Two other courses on databases (db-class.org) and AI (ai-class.org) were launched. The ml-class and db-class ran on a platform developed by students, including Frank Chen, Jiquan Ngiam, Chuan-Yu Foo, and Yifan Mai. Word spread through social media and popular press. The three courses were 10 weeks long, and over 40,000 "Statements of Accomplishment" were awarded.
His work subsequently led to his founding of Coursera with Koller in 2012. As of 2019, the two most popular courses on the platform were taught and designed by Ng: "Machine Learning" (#1) and "Neural Networks and Deep Learning" (#2).
He is also a member of the board of directors for drive.ai, which uses AI for and was acquired by Apple in 2019.

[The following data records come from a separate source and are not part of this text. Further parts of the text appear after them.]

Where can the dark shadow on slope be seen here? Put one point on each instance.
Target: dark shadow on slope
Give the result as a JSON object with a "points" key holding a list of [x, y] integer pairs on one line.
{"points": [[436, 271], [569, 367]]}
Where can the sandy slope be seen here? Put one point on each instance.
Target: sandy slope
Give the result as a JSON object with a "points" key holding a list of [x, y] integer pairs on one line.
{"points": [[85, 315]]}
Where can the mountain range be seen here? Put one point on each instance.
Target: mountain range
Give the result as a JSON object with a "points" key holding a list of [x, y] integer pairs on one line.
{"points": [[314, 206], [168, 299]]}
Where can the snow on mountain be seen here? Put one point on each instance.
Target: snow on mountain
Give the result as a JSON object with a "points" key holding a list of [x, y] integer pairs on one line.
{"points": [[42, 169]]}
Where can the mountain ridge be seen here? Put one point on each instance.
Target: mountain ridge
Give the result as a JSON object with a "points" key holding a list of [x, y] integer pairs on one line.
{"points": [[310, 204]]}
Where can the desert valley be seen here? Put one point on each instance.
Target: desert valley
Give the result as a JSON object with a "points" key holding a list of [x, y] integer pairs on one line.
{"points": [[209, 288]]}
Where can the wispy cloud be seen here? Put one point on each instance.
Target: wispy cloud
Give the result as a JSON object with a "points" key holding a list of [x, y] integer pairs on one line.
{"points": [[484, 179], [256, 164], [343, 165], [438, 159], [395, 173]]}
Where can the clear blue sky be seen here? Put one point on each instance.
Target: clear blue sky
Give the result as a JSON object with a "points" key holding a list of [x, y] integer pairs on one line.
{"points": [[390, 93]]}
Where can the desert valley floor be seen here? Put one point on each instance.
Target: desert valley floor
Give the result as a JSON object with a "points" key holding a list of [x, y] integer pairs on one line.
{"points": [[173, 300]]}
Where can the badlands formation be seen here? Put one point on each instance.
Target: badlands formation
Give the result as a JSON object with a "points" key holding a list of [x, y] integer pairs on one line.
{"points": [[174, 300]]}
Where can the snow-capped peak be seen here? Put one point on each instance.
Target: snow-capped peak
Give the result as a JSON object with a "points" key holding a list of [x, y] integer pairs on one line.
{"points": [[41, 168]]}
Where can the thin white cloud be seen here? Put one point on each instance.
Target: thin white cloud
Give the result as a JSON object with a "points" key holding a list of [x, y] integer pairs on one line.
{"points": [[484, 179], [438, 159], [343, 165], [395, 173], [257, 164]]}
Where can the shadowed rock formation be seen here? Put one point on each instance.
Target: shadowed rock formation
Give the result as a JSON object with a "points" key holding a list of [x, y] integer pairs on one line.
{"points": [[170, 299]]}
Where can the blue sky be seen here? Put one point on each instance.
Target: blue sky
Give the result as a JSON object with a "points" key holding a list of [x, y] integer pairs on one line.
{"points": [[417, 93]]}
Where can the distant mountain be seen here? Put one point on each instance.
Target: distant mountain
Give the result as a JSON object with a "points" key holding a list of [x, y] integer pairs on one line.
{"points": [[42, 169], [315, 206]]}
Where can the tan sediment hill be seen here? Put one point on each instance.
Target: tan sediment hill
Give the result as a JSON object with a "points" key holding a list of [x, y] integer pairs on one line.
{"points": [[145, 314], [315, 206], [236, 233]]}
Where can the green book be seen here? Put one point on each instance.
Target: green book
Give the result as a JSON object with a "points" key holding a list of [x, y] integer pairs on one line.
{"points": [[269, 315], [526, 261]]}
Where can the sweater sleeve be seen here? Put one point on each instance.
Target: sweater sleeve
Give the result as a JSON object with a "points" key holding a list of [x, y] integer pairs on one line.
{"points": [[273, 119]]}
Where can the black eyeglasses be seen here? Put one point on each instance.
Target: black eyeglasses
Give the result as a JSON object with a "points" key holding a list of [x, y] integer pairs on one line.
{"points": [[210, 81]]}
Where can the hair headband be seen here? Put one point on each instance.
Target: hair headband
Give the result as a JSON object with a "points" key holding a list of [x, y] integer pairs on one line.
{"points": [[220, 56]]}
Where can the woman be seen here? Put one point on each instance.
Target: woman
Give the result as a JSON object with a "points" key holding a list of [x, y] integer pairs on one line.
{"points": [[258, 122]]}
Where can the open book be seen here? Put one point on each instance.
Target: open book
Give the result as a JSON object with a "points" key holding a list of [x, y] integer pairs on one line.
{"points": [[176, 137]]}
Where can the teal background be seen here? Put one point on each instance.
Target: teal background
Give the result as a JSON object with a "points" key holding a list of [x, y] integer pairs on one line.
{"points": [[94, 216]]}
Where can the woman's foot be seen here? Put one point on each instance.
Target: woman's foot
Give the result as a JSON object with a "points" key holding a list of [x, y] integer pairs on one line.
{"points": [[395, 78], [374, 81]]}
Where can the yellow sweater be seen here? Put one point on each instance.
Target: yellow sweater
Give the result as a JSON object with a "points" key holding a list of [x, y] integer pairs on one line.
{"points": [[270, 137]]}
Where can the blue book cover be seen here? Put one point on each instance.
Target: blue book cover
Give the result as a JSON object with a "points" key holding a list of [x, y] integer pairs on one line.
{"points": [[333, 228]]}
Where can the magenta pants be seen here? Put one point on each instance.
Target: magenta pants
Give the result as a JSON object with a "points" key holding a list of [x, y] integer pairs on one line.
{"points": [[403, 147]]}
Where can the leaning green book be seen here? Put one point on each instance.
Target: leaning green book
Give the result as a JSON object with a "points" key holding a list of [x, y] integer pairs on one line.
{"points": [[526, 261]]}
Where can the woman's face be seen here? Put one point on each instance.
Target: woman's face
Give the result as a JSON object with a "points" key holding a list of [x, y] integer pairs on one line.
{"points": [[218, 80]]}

Through Landing AI, he also focuses on democratizing AI technology and lowering the barrier for entrance to businesses and developers.
He has corefereed hundreds of AI publications in journals like NeurIPS. He has also been the editor of the Journal of Artificial Intelligence Research (JAIR), Associate Editor for the IEEE Robotics and Automation Society Conference Editorial Board (ICRA), and much more.
He has given invited talks at NASA, Google, Microsoft, Lockheed Martin, the Max Planck Society, Stanford, Princeton, UPenn, Cornell, MIT, UC Berkeley, and dozens of other universities. Outside of the US, he has lectured in Spain, Germany, Israel, China, Korea, and Canada.
He has also written for Harvard Business Review, HuffPost, Slate, Apple News, and Quora Sessions' Twitter. He also writes a weekly digital newsletter called The Batch.
Ng contributed one chapter to Architects of Intelligence: The Truth About AI from the People Building it (2018) by the American futurist Martin Ford.
In a December 2023 Financial Times interview, Ng highlighted concerns regarding the impact of potential regulations on open-source AI, emphasizing how reporting, licensing, and liability risks could unfairly burden smaller firms and stifle innovation. He argued that regulating basic technologies like open-source models could hinder progress without markedly enhancing safety. Ng advocated for carefully designed regulations to prevent obstacles to the development and distribution of beneficial AI technologies.
In a June 2024 interview with the Financial Times, Ng expressed concerns about proposed AI legislation in California that would have required developers to implement safety mechanisms such as a "kill switch" for advanced models. He described the bill as creating "massive liabilities for science-fiction risks" and said it "stokes fear in anyone daring to innovate." Other critics argued the bill would impose burdens on Open source developers and smaller AI companies. The bill was ultimately vetoed by Governor Gavin Newsom in September 2024.